I will investigate further if it is possible to also calculate the derivative of the propagator with respect to the controls in the Krylov subspace aswell. Do you have any rough estimate of how long it would take with the current version of the optimization package to calculate the optimal controls for one control field 100 timeslots and hilbert space dimension 5000. Is it a calculation that would take a week, a month or 1 million years if I have a modern PC? 

[Alex Pitchford]

This would be beyond anything that we have tried here. However, I am aware of people doing control pulse optimisation for very large systems in the NMR field (a Matlab package called Spinach for example). There they have done much work on efficient Hamiltonian exponentiation. I am afraid that I cannot predict how long it would take.  I would think that it would be infeasible without doing some novel (for qutip.control) work on calculating gradients.

[Alex Pitchford]

I have now merged the changes that I mentioned previously above. So you would be safe to start working on a custom fidelity now

[simon...@gmail.com]

Thanks you! =)

Since we're mostly interested in larger systems I implemented my own optimal control using the GRAPE algorithm highly inspired by the qutip implementation. (The propagation uses krylov subspaces and the gradient uses a second order split-operator method). I am able to reproduce the same results as the code in qutip and it seems reasonable fast even for larger systems (one iteration for a system with dimension ~5000 takes about 10 seconds). The problem that I have is that it seems to converge to local minima all the time. Prehaps the GRAPE algorithm is unsuitable for larger systems with the overlap as a fidelity function? 

Is it possible to use custom fidelity together with the GRAPE algorithm or should I consider using Crab together with nelder-mead instead, what do you think?

Cheers,

Simon

[Alex Pitchford]

Local minima traps are a much discussed and widely experienced issue. I would say it is an active area of research, and hence there are differing views. Some claim there are no traps in an unconstrained optimisation (see work by H Rabitz group), but one has to consider that constraint covers lots of things, e.g. pulse amplitude limits, timeslot size, total energy available.  I have found, in my reasonably limited personal experience, that as I increase the degrees of freedom more traps occur. How to avoid, counter, or escape, local traps is still much under discussion. The CRAB people in Ulm claim to have a partial solution using the latest version of their algorithm call adaptive CRAB. I believe there is published work on this too now. I know that they were/are working on extending qutip to include this method.
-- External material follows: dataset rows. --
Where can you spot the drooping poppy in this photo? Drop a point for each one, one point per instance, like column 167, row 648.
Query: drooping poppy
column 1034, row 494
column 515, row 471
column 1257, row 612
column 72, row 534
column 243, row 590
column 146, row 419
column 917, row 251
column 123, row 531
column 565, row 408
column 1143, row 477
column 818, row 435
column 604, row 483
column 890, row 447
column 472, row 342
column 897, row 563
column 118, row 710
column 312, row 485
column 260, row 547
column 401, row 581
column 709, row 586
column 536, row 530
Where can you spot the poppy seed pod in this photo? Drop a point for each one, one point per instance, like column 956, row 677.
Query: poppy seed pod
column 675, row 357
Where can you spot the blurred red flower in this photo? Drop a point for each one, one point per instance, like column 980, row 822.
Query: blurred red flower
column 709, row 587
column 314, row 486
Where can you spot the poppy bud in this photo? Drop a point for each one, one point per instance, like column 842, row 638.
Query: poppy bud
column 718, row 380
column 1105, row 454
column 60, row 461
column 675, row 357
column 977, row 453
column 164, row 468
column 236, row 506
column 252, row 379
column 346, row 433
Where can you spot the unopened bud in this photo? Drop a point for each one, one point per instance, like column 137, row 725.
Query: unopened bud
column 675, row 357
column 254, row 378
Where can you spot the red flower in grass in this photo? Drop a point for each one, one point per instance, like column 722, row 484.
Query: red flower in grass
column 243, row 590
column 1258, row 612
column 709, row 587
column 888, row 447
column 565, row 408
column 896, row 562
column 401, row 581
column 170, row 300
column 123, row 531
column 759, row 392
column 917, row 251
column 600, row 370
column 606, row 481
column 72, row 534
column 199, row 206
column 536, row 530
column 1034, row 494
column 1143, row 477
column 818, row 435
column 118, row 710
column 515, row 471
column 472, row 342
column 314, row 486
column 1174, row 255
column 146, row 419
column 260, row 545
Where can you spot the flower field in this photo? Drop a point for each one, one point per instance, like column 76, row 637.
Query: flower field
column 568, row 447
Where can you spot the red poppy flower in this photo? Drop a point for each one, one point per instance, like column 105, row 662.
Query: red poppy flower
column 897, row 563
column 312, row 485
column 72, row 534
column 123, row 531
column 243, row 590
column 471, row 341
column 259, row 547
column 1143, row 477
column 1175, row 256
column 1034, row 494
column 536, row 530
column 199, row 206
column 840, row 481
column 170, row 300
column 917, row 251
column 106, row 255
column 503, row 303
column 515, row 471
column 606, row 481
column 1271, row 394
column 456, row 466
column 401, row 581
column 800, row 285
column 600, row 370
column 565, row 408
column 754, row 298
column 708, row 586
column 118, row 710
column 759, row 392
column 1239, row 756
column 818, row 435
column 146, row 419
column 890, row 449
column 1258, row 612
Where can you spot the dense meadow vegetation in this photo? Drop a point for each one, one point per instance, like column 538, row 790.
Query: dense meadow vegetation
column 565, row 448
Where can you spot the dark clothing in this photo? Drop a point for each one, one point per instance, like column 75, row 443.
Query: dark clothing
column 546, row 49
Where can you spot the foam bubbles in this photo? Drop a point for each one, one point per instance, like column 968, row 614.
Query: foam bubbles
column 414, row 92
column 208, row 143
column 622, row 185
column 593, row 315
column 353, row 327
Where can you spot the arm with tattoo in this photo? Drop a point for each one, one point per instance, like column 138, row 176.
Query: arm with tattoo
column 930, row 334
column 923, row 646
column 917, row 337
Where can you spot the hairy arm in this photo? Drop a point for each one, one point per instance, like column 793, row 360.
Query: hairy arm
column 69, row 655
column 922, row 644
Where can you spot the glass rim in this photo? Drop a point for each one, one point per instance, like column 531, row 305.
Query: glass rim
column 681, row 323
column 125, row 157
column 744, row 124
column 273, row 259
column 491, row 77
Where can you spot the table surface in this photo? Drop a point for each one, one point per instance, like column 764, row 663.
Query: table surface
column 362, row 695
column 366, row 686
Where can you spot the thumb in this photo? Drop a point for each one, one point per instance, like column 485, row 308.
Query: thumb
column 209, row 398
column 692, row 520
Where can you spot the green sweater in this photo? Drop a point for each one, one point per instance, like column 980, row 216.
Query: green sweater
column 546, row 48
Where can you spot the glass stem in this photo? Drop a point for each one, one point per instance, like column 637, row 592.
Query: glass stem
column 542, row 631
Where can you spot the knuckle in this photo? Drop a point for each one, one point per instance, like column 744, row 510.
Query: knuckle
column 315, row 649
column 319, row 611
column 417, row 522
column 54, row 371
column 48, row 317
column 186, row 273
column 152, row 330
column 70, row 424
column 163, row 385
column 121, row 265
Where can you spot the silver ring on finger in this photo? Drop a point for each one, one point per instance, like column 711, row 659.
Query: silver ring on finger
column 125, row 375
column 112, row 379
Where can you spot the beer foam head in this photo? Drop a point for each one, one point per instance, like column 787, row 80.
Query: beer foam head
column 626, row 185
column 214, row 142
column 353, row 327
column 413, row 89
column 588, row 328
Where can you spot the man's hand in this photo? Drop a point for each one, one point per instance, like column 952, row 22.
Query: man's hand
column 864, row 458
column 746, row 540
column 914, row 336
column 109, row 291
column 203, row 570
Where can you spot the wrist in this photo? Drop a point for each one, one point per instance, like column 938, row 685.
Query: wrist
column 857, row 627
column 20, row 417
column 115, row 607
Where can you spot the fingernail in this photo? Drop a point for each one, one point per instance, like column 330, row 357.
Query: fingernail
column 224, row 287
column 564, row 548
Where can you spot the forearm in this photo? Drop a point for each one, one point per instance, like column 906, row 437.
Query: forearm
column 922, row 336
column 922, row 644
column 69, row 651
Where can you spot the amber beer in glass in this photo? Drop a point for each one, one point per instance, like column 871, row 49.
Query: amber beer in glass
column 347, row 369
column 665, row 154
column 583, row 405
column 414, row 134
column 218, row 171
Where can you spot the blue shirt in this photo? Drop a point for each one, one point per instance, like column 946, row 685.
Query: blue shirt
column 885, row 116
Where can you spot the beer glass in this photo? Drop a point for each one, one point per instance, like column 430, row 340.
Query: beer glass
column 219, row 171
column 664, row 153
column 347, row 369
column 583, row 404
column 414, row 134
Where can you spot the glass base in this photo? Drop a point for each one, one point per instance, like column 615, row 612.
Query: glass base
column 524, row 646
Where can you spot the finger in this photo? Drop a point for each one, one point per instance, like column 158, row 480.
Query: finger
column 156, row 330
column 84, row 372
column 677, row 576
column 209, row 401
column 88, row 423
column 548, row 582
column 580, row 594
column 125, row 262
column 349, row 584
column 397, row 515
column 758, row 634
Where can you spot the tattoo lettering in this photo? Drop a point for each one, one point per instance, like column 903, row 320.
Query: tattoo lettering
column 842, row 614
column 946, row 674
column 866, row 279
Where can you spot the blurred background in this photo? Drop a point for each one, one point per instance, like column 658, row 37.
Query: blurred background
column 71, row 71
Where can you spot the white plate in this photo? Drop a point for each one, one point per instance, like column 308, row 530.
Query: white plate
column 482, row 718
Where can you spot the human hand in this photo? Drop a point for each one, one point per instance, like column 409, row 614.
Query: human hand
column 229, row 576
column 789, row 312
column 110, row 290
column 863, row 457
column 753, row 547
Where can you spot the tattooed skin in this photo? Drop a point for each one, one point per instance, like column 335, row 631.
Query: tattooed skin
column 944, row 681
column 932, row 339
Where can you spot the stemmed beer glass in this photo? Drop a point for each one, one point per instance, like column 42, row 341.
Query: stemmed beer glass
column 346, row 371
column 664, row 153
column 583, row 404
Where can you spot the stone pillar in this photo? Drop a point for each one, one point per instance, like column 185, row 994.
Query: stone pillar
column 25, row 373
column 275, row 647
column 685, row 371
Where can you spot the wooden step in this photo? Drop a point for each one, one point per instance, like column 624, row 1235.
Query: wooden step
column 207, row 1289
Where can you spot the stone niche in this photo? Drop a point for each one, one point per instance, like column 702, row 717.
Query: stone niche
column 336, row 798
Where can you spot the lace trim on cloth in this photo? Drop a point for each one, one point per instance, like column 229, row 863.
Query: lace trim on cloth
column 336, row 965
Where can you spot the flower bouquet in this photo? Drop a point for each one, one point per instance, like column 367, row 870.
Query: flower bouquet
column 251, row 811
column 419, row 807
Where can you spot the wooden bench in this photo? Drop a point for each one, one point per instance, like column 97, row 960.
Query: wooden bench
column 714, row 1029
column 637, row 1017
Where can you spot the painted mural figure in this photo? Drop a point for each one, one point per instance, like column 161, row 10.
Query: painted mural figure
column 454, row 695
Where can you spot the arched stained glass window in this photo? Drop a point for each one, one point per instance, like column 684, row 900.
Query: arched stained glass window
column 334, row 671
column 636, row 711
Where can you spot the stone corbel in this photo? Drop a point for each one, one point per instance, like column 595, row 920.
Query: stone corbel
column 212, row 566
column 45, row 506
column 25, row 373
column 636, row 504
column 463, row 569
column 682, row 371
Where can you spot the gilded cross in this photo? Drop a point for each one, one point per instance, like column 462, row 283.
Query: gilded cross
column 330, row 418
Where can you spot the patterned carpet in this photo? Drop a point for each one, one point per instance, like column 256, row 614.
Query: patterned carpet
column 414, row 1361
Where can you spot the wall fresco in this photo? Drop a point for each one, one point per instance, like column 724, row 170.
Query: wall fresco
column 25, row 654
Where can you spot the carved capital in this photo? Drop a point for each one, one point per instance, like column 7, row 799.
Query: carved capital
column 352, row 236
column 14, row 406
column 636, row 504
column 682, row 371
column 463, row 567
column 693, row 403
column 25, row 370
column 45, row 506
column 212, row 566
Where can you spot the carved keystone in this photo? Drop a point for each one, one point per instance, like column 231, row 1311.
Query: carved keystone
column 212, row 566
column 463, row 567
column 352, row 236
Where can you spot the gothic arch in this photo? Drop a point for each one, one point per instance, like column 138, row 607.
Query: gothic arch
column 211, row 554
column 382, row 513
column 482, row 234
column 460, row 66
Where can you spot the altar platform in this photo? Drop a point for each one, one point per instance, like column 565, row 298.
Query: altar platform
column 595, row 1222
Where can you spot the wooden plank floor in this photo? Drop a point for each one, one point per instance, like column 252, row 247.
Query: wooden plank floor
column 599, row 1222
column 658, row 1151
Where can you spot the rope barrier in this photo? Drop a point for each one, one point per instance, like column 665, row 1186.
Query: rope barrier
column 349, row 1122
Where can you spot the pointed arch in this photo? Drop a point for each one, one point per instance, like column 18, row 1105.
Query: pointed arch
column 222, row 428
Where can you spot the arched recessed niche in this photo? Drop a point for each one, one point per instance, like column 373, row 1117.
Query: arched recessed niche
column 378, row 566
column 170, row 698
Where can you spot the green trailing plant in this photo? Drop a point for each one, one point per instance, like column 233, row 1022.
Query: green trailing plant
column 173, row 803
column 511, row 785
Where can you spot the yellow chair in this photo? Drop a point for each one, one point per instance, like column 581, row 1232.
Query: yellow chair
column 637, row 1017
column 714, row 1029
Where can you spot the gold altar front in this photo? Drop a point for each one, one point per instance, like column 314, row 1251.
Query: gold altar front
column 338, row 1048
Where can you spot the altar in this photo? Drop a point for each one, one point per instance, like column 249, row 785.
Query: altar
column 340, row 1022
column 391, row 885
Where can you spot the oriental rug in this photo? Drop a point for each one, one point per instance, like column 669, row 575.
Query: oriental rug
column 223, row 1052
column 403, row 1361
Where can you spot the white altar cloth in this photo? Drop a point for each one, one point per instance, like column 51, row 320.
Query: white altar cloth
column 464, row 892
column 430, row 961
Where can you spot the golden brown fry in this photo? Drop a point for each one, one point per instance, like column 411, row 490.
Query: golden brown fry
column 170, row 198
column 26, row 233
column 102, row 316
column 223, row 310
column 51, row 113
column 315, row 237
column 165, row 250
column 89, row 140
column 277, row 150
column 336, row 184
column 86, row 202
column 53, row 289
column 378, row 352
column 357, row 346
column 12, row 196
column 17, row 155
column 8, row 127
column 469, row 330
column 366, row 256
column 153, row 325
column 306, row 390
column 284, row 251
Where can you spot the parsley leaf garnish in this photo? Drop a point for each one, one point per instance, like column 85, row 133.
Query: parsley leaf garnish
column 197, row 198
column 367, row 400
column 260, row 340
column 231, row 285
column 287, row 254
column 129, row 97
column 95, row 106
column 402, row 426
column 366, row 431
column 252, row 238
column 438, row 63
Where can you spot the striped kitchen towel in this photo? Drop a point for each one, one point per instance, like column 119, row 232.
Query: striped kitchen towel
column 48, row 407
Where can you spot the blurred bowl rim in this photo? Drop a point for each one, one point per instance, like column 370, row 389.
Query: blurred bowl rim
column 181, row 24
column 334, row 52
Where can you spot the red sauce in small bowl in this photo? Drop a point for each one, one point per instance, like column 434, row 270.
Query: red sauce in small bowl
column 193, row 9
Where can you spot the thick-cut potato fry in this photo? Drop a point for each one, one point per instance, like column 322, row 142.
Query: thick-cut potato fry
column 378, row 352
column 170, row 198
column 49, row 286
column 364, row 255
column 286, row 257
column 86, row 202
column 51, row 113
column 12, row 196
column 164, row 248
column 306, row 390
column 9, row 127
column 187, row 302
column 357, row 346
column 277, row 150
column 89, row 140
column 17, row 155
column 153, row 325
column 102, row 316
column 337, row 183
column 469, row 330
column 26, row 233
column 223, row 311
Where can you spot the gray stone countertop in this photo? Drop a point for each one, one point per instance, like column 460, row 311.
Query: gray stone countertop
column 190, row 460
The blunt instrument used by most people is to run many optimisations based on different initial conditions and choose the solution with the best fidelity. Of course this does not mean that you have a global minima. Finding the global minima is literally a hard problem.

I would say that there is no reason to believe that the standard CRAB algorithm is less likely to fall in unwanted local minima. There are many reasons to use the CRAB algorithm. These are mainly around when you want a pulse that is more easily physically realised. Nelder-mead is considered to be the best method when you can't calculate the fidelity gradient with respect to your pulse parameters. If you can, then a gradient based algorithm usually converges faster. However, as mentioned previously, adaptive CRAB may help, but I have not tried it personally (yet).

I would say that 10 seconds per iteration seems very efficient for a system of the size you mention. This is very interesting.